There is no evidence to support that following a low-carb diet is the most effective weight-loss strategy. If carbohydrates are very limited, weight loss is likely a result from calorie restriction and loss of water weight, not from the decrease in carbs themselves.
“This diet is also difficult to sustain long-term and weight gain will likely occur once discontinuing the diet,” Holmes said. “Carbohydrates are the primary fuel source for our brain. Severely restricting carbs can have a negative impact on health as the body will switch to a state of ketosis, when the body burns fat as fuel instead of glucose, which can lead to dehydration and a chemical imbalance in the blood.”

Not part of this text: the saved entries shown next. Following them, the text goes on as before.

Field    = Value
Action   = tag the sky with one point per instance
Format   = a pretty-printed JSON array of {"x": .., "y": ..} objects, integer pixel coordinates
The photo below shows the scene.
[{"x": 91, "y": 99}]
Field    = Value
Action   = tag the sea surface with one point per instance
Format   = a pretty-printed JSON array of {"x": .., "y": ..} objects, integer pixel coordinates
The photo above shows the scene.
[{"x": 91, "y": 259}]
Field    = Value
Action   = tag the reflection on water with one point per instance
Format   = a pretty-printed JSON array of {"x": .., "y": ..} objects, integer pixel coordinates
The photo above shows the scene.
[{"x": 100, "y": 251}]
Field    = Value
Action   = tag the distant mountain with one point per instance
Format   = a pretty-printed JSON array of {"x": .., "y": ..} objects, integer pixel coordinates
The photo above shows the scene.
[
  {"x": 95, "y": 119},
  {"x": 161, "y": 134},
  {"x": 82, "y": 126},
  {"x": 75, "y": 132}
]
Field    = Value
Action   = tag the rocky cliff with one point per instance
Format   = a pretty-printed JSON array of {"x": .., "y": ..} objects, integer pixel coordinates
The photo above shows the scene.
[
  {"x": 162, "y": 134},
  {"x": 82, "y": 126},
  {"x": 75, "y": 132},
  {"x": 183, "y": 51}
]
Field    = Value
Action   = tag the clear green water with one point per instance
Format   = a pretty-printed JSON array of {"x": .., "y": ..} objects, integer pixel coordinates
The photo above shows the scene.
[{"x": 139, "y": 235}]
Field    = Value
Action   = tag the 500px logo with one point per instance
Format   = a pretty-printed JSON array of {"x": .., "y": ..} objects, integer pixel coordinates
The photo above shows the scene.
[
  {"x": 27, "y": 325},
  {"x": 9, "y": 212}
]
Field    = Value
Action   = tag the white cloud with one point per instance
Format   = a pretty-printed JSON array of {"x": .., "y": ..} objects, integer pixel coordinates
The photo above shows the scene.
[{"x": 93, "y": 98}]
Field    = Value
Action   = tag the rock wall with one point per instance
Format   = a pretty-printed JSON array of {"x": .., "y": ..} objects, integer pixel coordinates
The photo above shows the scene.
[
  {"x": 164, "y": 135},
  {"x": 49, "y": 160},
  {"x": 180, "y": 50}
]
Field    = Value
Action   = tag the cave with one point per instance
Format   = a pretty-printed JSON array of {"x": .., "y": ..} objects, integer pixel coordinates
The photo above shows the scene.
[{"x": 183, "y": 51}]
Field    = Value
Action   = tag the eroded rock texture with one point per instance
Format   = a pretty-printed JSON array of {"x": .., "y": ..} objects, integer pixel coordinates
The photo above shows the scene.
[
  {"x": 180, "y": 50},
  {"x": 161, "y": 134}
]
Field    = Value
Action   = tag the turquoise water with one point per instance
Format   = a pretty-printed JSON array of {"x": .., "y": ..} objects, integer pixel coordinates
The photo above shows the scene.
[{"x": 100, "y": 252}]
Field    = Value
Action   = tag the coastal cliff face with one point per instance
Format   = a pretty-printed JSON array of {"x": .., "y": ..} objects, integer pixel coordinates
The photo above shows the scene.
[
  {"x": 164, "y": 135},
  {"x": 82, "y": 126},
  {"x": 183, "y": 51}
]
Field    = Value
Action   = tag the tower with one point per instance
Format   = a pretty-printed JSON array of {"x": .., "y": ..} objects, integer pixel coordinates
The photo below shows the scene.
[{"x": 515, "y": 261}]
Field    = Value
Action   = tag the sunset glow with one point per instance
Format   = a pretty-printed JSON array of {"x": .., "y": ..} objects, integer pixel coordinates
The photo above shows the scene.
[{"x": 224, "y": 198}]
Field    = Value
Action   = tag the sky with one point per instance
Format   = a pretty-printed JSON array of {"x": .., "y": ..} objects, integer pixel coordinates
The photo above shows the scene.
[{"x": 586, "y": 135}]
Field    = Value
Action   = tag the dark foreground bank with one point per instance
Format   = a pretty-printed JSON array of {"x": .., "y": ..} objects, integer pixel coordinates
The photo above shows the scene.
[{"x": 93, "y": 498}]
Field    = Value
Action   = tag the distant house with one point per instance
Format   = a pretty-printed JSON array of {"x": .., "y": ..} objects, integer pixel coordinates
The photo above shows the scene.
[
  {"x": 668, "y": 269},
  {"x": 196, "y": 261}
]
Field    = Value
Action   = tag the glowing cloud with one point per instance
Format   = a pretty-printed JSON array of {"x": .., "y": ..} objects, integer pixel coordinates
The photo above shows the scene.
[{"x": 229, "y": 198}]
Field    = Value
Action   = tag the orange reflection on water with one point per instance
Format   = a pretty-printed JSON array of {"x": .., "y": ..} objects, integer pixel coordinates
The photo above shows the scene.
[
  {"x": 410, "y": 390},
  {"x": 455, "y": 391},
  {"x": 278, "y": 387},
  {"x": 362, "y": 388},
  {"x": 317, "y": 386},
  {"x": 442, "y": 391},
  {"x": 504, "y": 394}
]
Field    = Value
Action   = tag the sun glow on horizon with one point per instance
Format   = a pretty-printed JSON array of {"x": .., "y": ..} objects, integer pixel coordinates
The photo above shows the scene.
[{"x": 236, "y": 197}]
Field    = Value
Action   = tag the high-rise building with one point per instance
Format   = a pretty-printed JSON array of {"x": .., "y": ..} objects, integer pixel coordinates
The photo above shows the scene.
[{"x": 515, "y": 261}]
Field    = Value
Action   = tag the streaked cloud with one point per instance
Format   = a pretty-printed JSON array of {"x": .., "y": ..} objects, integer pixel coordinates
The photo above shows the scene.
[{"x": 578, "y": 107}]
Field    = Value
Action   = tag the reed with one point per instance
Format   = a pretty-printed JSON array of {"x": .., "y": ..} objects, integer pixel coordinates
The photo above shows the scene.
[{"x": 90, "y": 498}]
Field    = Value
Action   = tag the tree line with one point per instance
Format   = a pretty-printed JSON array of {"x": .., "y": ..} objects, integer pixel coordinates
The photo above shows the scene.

A healthy perspective on carbohydrates
Carbohydrates are essential to survival and disease prevention. Choosing complex carbohydrates from whole grains, fruits, vegetables and beans is a great way to meet fiber, vitamin and mineral needs and to maintain a healthy weight. The USDA’s current Dietary Guidelines for Americans recommend that 45-65% of total daily calories should come from carbohydrates, with most of that in the complex form. If you have metabolic syndrome, you should consume the lower end of the recommended range. On the other hand, if you are highly physically active each day, you may need to consume closer to the upper end of the recommended range.